Le salaire médian à l’embauche pour un junior dans ces zones est de 27 500 € brut par an, dépassant 30 000 € dès un an d’expérience en IDF, selon l’APEC.
10. Certifications et labels
Plusieurs certifications professionnelles renforcent l’employabilité et la progression salariale :
- CSCP (Certified Supply Chain Professional) de l’APICS : international, reconnu dans les grands groupes, niveau post-licence.
- Certificat de Capacité Transport (CCT) : obligatoire pour diriger une entreprise de transport, utile pour évoluer vers la gestion d’une flotte.
- Lean Six Sigma Green Belt : apporte les méthodes d’amélioration continue très demandées dans la logistique.
- Certification WMS (type SAP Certified Associate) : prouve la maîtrise d’un logiciel spécifique.
- CLTD (Certified Logistics, Transportation and Distribution) de l’APICS : complémentaire du CSCP, axé sur les opérations.
Ces certifications sont listées par France Compétences dans le répertoire spécifique (RS).

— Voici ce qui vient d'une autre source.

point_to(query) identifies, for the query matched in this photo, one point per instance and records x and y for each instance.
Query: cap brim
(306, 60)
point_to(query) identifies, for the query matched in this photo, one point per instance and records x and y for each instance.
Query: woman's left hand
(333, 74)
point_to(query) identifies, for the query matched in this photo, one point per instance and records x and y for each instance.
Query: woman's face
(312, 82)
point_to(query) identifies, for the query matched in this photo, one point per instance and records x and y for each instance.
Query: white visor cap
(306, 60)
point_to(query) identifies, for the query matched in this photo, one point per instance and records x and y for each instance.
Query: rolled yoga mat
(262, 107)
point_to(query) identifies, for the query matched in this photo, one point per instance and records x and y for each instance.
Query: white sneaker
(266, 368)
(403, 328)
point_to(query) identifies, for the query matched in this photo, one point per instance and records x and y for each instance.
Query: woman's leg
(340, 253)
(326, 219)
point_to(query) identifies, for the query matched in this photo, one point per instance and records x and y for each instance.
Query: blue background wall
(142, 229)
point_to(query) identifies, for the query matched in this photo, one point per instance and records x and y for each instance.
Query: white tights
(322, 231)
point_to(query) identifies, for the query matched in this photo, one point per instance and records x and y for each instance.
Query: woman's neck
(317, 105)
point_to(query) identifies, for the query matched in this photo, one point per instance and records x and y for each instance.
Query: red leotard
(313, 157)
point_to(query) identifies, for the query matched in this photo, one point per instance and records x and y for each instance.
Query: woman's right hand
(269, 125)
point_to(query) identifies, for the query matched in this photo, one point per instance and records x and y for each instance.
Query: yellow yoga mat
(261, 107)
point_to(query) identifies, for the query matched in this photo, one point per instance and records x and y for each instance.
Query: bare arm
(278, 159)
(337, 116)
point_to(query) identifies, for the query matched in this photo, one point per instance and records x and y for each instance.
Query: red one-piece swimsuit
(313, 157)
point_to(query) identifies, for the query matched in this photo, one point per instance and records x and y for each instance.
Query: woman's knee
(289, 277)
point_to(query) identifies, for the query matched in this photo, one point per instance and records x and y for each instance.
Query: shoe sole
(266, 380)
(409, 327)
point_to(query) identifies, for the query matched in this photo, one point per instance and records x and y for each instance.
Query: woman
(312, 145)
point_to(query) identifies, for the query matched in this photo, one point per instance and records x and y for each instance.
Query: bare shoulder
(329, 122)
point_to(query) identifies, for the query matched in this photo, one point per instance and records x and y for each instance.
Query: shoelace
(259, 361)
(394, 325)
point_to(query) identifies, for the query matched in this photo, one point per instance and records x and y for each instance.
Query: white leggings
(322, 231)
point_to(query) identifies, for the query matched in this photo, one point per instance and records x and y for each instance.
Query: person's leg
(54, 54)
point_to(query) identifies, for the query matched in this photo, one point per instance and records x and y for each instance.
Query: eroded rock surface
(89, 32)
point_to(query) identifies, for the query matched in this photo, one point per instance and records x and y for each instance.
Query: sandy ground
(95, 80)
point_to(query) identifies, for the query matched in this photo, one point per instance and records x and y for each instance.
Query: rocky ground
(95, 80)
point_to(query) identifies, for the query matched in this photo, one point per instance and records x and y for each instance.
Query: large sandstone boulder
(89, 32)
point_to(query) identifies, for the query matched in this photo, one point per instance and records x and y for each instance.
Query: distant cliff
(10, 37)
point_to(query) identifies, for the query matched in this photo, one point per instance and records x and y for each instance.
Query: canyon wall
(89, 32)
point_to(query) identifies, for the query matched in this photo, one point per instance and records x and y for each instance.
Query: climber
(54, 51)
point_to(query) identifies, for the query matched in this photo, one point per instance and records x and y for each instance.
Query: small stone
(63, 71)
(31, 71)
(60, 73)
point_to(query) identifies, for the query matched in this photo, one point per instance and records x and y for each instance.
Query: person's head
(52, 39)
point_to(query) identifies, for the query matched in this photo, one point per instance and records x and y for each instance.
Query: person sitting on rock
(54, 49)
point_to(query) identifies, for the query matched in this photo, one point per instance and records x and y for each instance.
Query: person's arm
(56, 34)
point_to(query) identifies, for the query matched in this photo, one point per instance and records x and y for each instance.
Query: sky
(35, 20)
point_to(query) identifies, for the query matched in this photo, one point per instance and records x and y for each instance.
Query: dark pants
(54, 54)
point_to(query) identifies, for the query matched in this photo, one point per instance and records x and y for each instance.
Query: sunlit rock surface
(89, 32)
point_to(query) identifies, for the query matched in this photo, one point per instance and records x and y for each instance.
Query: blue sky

Leur financement via le CPF est possible pour certaines, sous réserve d’éligibilité, à vérifier sur moncompteformation.gouv.fr.
11. Évolution de carrière
Le métier de coordinateur logistique offre des perspectives d’évolution nettes après 3, 5 ou 10 ans d’expérience. Voici les trajectoires typiques :
À 3 ans, le coordinateur confirmé peut postuler à un poste de responsable logistique dans une PME, avec un salaire passant de 30 000 € à 38 000 €. Il peut aussi se spécialiser dans un secteur porteur comme la logistique pharmaceutique ou la logistique du froid. L’obtention d’une certification CSCP est un accélérateur.
À 5 ans, il devient manager supply chain ou responsable des opérations dans une structure moyenne. La rémunération médiane atteint 45 000 €. Il peut diriger une équipe de 10 à 20 personnes et gérer un budget annuel de plusieurs millions d’euros de flux.
À 10 ans, le profil senior accède à des fonctions de directeur logistique régional ou directeur supply chain pour un groupe national. Le salaire dépasse 60 000 €, avec un package comprenant voiture de fonction, intéressement et primes. L’expatriation est possible dans les filiales logistiques à l’étranger.
12. Tendances 2026-2030 : DARES Métiers 2030
La DARES dans son rapport Métiers 2030 (janvier 2026) projette une croissance de 18 % des effectifs de coordinateurs logistiques en France d’ici 2030, soit environ 19 000 postes supplémentaires. Les moteurs principaux sont la décarbonation des transports, l’essor des entrepôts automatisés et la complexification des flux e-commerce. Le vieillissement des départs à la retraite générera 11 000 remplacements sur la même période.
La vague d’automatisation des entrepôts ne réduira pas le besoin en coordinateurs : bien au contraire, la supervision des robots mobiles autonomes (AMR) et des systèmes de picking automatisé nécessite un encadrement humain compétent. Les compétences en gestion de la donnée et en programmation basique (API, SQL) deviendront un prérequis. Le télétravail reste limité sur ce métier (moins de 5 % du temps), mais les outils de pilotage à distance permettent de gérer plusieurs sites depuis un centre de contrôle.
Enfin, la logistique du dernier kilomètre en zone urbaine génère de nouveaux postes de coordinateurs spécialisés, souvent rattachés à des plateformes comme Chronopost ou Stuart. Les compétences en mobilité durable (véhicules électriques, vélos cargo) et en optimisation de l’occupation de l’espace public sont recherchées. Le rapport DREES sur les métiers en tension anticipe une difficulté persistante à recruter jusqu’en 2030, ce qui maintiendra une pression salariale haussière sur cette fonction clé de la supply chain.